Phil Jackson knew everything. Just read his volume of books and he’ll let you know it.
Jackson’s “11 Rings’’ arrogance became his undoing in New York. That is why you cherish this exhaustive coaching search being conducted by the first-year managerial tandem of president Steve Mills and general manager Scott Perry.
The number is up to 10 interviewed candidates now — young NBA assistants James Borrego and Juwan Howard capping it off over the weekend.
The Mills-Perry Research and Development Tour started in New York, crossed the country to Los Angeles, returned to New York, veered to Europe and back again to the Big Apple for more talks.
Mills and Perry don’t pretend to know everything. Their search has become a leave-no-stone-unturned process, interviewing everyone from TNT’s Kenny Smith to new free agent Mike Budenholzer.
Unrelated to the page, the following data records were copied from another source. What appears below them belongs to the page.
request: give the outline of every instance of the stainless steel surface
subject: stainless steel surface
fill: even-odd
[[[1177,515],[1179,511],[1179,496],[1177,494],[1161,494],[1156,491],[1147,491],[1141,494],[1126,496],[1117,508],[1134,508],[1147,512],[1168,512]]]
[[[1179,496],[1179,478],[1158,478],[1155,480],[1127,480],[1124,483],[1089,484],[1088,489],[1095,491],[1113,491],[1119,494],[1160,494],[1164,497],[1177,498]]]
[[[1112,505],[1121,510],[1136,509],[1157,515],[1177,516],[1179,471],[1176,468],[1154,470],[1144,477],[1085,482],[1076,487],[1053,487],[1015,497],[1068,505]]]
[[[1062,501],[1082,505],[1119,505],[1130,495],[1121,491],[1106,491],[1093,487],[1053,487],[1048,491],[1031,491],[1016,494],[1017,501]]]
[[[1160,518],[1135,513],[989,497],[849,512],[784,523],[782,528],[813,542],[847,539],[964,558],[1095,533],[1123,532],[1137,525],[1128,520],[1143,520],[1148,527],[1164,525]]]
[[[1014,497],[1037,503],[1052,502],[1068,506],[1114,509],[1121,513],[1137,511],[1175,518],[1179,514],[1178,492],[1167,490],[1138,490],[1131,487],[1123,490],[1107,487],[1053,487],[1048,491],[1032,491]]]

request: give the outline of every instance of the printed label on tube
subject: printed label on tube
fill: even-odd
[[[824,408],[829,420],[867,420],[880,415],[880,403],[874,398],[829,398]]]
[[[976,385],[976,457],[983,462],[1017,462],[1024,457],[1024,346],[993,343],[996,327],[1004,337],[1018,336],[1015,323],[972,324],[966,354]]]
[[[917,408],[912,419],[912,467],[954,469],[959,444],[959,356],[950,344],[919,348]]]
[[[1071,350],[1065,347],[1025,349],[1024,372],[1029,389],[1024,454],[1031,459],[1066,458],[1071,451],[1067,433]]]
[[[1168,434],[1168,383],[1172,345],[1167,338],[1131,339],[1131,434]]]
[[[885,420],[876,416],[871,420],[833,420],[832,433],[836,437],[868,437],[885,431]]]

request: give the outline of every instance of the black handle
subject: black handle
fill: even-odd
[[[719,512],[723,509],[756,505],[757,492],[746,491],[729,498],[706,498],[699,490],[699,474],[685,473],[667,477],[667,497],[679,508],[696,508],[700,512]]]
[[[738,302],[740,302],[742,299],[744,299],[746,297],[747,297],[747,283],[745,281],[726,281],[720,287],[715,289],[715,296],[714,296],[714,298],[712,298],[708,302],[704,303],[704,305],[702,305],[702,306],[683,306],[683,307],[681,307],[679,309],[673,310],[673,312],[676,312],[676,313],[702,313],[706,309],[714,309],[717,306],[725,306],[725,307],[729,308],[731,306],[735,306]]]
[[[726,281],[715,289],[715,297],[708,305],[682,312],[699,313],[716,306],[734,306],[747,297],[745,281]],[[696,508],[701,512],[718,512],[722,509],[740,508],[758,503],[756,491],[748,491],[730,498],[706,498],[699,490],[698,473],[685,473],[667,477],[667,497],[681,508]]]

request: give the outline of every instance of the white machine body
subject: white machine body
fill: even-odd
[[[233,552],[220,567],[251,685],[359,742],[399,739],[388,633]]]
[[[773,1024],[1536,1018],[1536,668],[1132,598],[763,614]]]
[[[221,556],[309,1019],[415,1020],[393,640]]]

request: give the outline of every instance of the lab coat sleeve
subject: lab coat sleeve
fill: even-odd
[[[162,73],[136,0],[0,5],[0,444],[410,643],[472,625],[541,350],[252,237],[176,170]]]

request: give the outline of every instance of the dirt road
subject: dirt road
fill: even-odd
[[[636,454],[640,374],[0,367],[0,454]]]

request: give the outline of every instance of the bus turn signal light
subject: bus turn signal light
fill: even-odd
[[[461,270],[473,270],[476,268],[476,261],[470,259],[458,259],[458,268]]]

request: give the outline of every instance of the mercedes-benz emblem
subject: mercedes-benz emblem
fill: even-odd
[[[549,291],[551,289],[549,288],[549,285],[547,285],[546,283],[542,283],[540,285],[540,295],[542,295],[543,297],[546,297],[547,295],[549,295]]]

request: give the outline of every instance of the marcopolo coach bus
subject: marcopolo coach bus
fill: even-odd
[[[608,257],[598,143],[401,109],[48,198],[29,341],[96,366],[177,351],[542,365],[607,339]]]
Perhaps candidates such as Smith, Howard and Celtics assistant Jay Larranaga, still coaching in the NBA playoffs, have no chance. But it was productive to pick their brains about the Knicks’ roster and hear their visions on the use of the young prospects.
Indications are Budenholzer, David Fizdale and David Blatt, who helped himself in his interview, have emerged as the top three candidates.
Surprisingly, Mark Jackson’s candidacy hasn’t gained much traction. It’s noteworthy no other club with a vacancy interviewed Jackson, whose Golden State axing in 2014 left a sourness.
It is believed one concern is the coaching staff Jackson might construct. Jackson has been out of the coaching loop four years and warred with two of his Warriors assistants, Brian Scalabrine and Darren Erman, now flourishing as defensive coordinator in New Orleans.
If Jackson is a second-tier candidate, Mills/Perry may keep it simple and hire Budenholzer, a defensive-minded, proven winner out of the San Antonio system who wants to be here. Milwaukee, eliminated Saturday night by Boston, could leap into the Budenholzer mix. Bucks interim coach Joe Prunty is not expected to be next season’s coach.
One NBA source predicts Milwaukee will conduct “a national search.’’
The Knicks have conducted an international search and it’s been a blessed opportunity for Mills, who wasn’t allowed to embark on an earnest mission of intelligence under Jackson.
At an April 12 press conference, Mills talked about “an intellectual curiosity” among NBA front offices. He’s consulted with other team executives such as Golden State’s esteemed Bob Myers on “what it takes to be a coach in the NBA’’ regarding candidates “who can absorb all of the things different about today’s game.”
Mills listed the differences: “The use of analytics, the significance of the physical training and performance staff, how you incorporate player development into a holistic approach to coach a team.”
Perhaps it’s a lot of rhetoric, but more relevant rhetoric than triangle rhetoric.
The Jackson/Mills tandem was a forced marriage and bad timing by owner James Dolan, who plays the guitar better than he evaluates whether an offensive system is played out.
Meanwhile, Mills/Perry have become basketball’s Frick and Frack.
“We work very closely together,’’ Mills said. “We work in tandem and I give Scott the flexibility of [doing] what he thinks is right.’’
In those two Zen Master coaching searches, Mills was restricted. After Jackson’s top choice Steve Kerr reneged, Jackson spoke only to Derek Fisher and made the hire.
On his next try, Jackson reached out to an uninterested Luke Walton. After his vision of Kurt Rambis was soundly rebuffed, Jackson interviewed Blatt. The former Cavaliers coach with a stunning European résumé was Mills’ pick.
Jackson also spoke to Frank Vogel, then Jeff Hornacek, whom he had never formally met. After a six-hour interview, Hornacek was the chosen one to run a partial triangle offense despite no triangle experience.
Neither 2014 nor 2016 can be classified as thorough searches. Mills/Perry realize they need to hit a home run on this and their lottery pick. Mills/Perry want this hire to peak in “three to five years” when the Knicks hope to be ready to compete for a title.
While Jackson stopped listening and learning, Mills and Perry are always seeking information. That’s why Perry, whose father played for the Steelers, attends their training camp every summer to glean from their winning culture. Perry is close to Steelers coach Mike Tomlin.
Mills and Perry don’t write books, but they are authoring one vast coaching search.